Suppose the standard matrix for a linear transformation $\mathbf{T}(x)$ is an $m\times m$ “scrambled” identity matrix whose columns have been re-arranged. Each of the $m$ columns is an $m\times 1$ vector with a pivot position, but not necessarily in echelon form. For example if $\mathbf{A}$ is $3\times 3$ with columns $\mathbf{e_a}, \mathbf{e_b}, \mathbf{e_c}$ where $\mathbf{e_i}$ is a sparse vector with a value of 1 in the $i^{th}$ entry, $a, b, c \in {1,2,3}$, and $a≠b≠c$, and is multiplied on the right by a $3\times 1$ column vector $\mathbf{x}$ whose entries are $x_1$, $x_2$, $x_3$, the result will be a $3\times 1$ vector, $\mathbf{b}$, whose entries correspond in order of a, b, c such that $b_1=x_a$, $b_2=x_b$, $b_3=x_c$. The layout, or column order of $\mathbf{A}$ determines the row/entry output order of the resulting vector.

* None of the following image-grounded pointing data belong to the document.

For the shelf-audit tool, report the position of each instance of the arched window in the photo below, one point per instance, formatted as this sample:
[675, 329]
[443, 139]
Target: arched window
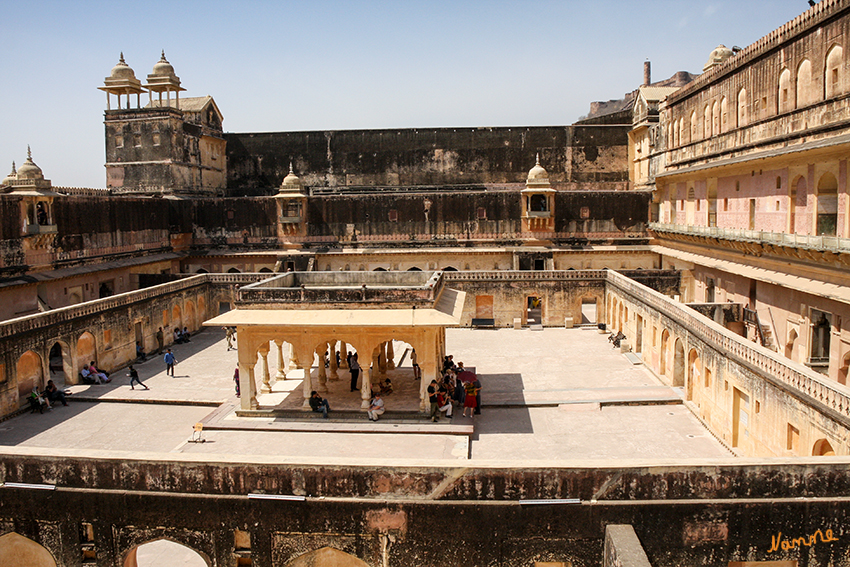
[834, 79]
[805, 86]
[715, 118]
[827, 205]
[786, 101]
[693, 137]
[742, 108]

Since $\mathbf{A}$ is invertible, multiplying $\mathbf{b}$ on the left by $\mathbf{A^{-1}}$ will return the original input vector $\mathbf{x}$.
For example if
$$ \mathbf{A}=\begin{bmatrix}0 & 0 & 1\\ 0 & 1 & 0\\ 1 & 0 & 0\end{bmatrix} \quad and \quad \mathbf{x}=\begin{bmatrix}1 \\ 2 \\ 3\end{bmatrix} $$
then $\mathbf{A}\mathbf{x}$ is equal to
$$ \mathbf{A}\mathbf{x}=\begin{bmatrix}0 & 0 & 1\\ 0 & 1 & 0\\ 1 & 0 & 0\end{bmatrix} \begin{bmatrix}1 \\ 2 \\ 3\end{bmatrix} = \begin{bmatrix}3 \\ 2 \\ 1\end{bmatrix} =\mathbf{b} $$
The inverse of $\mathbf{A}$ is given by:
$$ \mathbf{A^{-1}}=\begin{bmatrix}0 & 0 & 1\\ 0 & 1 & 0\\ 1 & 0 & 0\end{bmatrix} $$
and
$$ \mathbf{A^{-1}}\mathbf{b}=\begin{bmatrix}0 & 0 & 1\\ 0 & 1 & 0\\ 1 & 0 & 0\end{bmatrix} \begin{bmatrix}3 \\ 2 \\ 1\end{bmatrix} = \begin{bmatrix}1 \\ 2 \\ 3\end{bmatrix} =\mathbf{x} $$
The next step along this exploration was to ask what information could be encoded in a column vector, such that the transformed (re-arranged) vector would contain information that could be decoded into the same information system. I wanted to create an example with text so I looked up ASCII characters (various plaintext characters) and saw that there were 128 total. However, you could squeeze all capital letters, the 10 digits, and the more important symbols into 64 characters. I tinkered with binary encoding and settled on a system where the $i^{th}$ digit, $d_i ∈ {0,1}$, would represent value of $d_i \times 2(i-1)$. The total value would be equal to the sum of the values of 1 through $n$ digits:
$$ \sum_{i=1}^{n} d_i\cdot2^{i-1},\ d_i\in{0,1} $$
To encode 64 ($2^6$) different characters (0 through 63 in normal base-10 numbering), you need 6 digits. For example, the digits $(d_6 d_5 d_4 d_3 d_2 d_1)$ ‘000000’ is equal to 0, ‘111111’ is equal to 63, and ‘001101’ is equal to 13 $(1\times2(4−1)+1\times2(3−1)+1\times2(1−1))$. Each of the 64 characters is mapped to a base-10 number 0-63 (mapping included further below), which is then encoded in this system. These values can then be easily transferred to a $6×1$ column vector $\mathbf{x}$ whose entries $x1…x6$ are equal to $d1…d6$. A $6×n$ matrix, $\mathbf{S}$, can also be assembled from multiple encoded character column vectors.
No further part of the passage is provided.